Se fijaba, por primera vez, en las tiendas de la ciudad. Siempre había sentido timidez de entrar en ellas y nunca había sabido comprar nada. Admiraba a sus amigas cuando disfrutaban palpando telas, combinándolas en su imaginación para futuros trajes, deseando pequeñas cosas fáciles de obtener y sintiéndose luego felices de sus adquisiciones. Ella nunca había deseado nada concreto en la vida, al menos nada de lo que se obtiene a cambio de unas monedas. Le pareció siempre que tenía trajes de sobra para cubrirse, demasiada comida en la mesa, demasiadas chucherías en sus cajones. Nunca había mirado los escaparates de los comercios. Y ahora ella misma tenía algo que vender, y se le hacía muy difícil. Para algunas cosas de la vida se sentía incapaz, absurda, débil. Necesitaba convertir en dinero las únicas cosas de valor que poseía en el mundo, pero las apreciaba tan poco, que hasta tenía miedo de que se riesen de ella al enseñarlas.

Pero las gentes compran. Veía señoras con paquetes. Muchachas airosas con tacones altos, y muchas con blancas y graciosas mantillas canarias. Marta no había tenido nunca gracia para usar la mantilla canaria de lana fina. No sabía sacar partido de sus manos, pintando cuidadosamente las uñas, ni sabía perfilar bien sus labios, ni arreglar sus ojos, ni alhajarse. Para todo esto se necesita tiempo, deseo de agradar, paciencia… Todas aquellas mujeres que encontraba, y que se iban llevando las miradas de los hombres, parecían poseer esas cualidades… Sus amigas también. Por eso florecían y se sentían felices en la intimidad de sus casas, en la suave paz de la ciudad, entre los campos cerrados por el mar.

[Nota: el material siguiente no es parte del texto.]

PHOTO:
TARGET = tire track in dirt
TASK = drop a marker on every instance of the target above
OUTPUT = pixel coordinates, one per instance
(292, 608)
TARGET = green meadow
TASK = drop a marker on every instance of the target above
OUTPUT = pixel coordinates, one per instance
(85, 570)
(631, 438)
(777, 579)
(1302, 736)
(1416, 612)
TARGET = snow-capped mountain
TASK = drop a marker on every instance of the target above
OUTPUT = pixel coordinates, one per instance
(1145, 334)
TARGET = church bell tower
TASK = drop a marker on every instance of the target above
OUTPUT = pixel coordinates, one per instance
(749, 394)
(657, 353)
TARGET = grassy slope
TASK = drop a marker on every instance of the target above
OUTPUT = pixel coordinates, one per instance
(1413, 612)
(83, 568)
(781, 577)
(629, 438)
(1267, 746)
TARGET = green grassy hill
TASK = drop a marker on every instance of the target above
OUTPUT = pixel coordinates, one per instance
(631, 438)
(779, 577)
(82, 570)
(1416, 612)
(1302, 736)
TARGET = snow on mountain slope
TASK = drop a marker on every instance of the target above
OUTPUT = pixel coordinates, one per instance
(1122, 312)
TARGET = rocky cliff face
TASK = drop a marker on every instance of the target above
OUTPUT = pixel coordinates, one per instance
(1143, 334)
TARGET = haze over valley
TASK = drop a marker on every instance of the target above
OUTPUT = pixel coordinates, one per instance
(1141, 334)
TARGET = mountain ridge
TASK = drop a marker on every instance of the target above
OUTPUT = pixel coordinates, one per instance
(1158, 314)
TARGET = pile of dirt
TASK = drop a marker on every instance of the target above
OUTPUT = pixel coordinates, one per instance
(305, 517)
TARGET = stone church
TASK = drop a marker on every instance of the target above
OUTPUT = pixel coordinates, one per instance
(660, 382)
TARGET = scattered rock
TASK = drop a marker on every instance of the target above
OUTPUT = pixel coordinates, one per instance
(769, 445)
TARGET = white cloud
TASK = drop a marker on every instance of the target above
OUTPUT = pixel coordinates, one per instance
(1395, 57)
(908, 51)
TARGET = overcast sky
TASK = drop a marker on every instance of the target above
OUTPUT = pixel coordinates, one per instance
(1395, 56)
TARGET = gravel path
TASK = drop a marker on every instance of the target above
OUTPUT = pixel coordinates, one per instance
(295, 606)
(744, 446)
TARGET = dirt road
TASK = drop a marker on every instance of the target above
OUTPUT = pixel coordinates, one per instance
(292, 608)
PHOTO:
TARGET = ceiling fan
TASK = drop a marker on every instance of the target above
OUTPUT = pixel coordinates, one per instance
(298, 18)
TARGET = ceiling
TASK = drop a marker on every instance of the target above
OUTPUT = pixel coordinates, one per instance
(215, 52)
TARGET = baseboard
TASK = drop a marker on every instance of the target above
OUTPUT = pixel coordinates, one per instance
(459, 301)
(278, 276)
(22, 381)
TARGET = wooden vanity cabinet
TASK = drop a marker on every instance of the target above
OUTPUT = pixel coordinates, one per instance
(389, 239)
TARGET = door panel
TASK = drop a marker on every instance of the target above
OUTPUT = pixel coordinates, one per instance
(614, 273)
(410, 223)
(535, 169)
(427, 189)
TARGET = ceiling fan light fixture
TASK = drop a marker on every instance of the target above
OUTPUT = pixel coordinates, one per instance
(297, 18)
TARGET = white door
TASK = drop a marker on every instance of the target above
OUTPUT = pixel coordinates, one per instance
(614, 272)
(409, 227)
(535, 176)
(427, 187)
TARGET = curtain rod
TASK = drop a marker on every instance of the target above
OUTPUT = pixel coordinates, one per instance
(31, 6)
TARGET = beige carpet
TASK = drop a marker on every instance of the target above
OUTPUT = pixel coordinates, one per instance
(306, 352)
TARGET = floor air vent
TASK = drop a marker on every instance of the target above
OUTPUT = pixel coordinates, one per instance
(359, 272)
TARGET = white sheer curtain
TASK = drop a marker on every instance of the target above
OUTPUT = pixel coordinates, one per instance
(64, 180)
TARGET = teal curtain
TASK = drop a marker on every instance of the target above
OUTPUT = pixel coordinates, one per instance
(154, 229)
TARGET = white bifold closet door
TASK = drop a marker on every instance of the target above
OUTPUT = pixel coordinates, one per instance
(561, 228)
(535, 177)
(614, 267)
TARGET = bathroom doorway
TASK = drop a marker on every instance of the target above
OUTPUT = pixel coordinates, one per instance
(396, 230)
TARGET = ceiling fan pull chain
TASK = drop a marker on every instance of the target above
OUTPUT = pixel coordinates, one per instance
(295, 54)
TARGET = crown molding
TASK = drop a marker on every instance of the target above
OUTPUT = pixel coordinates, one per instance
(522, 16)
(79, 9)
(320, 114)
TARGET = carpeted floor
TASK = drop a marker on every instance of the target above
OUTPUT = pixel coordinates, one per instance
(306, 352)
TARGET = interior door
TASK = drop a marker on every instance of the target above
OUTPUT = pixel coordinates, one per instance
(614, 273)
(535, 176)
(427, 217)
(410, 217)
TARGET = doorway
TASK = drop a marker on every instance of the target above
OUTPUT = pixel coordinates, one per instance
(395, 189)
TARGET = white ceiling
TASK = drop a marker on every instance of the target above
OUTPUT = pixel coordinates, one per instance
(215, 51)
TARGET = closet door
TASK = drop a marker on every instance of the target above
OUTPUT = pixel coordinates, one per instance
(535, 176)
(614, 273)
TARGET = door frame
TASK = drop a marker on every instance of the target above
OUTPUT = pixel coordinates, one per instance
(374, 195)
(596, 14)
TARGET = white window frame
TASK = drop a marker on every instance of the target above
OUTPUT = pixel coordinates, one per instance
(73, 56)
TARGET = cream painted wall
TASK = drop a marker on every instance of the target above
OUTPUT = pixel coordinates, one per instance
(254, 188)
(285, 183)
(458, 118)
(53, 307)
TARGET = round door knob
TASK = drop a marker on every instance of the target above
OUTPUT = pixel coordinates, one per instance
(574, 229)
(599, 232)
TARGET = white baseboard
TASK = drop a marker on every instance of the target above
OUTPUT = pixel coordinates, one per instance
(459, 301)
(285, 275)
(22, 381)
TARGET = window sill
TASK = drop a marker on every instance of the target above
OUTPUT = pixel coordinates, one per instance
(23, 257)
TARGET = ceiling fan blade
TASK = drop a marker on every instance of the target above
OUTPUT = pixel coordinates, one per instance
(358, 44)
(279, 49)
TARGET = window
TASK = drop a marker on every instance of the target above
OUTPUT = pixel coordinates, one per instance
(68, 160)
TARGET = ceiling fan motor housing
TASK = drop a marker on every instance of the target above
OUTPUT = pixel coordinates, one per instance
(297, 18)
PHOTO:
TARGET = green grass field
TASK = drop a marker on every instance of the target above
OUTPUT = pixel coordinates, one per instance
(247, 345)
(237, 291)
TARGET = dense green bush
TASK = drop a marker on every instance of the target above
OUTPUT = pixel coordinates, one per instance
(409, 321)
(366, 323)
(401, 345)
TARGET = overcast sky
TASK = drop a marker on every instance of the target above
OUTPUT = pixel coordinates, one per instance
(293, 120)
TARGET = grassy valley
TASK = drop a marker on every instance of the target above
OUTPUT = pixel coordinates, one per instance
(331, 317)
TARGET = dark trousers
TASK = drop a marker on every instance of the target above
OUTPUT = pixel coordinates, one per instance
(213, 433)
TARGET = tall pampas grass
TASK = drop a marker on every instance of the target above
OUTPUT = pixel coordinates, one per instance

Tenían lo que querían, y no deseaban fugarse.

Las tiendas olían a encajes, a telas nuevas. Los bazares de los indios presentaban mantones de Manila y elefantes de marfil, y expandían a la calle un olor de seda y maderas caras. Todo aquello podía ser una tentación fuerte como la que las sirenas de los barcos, saliendo en la noche, le ponían a ella en el alma…

Encontró a dos amigas del Instituto que la besaron en las mejillas y trataron de que se detuviese con ellas en una tienda de radios y gramófonos, para oír las últimas novedades en discos. Entonces sintió aquella impaciencia brutal, desesperada, que la agobiaba, y se deshizo de ellas casi a la fuerza. Oyó el cañonazo de las doce y comprendió que se le acababa la mañana. Había necesitado habilidad y calma para salir temprano de la casa. Por la noche, cuando Pino ya estaba acostada, había pedido a José dinero para venir a Las Palmas por la mañana en el coche de hora.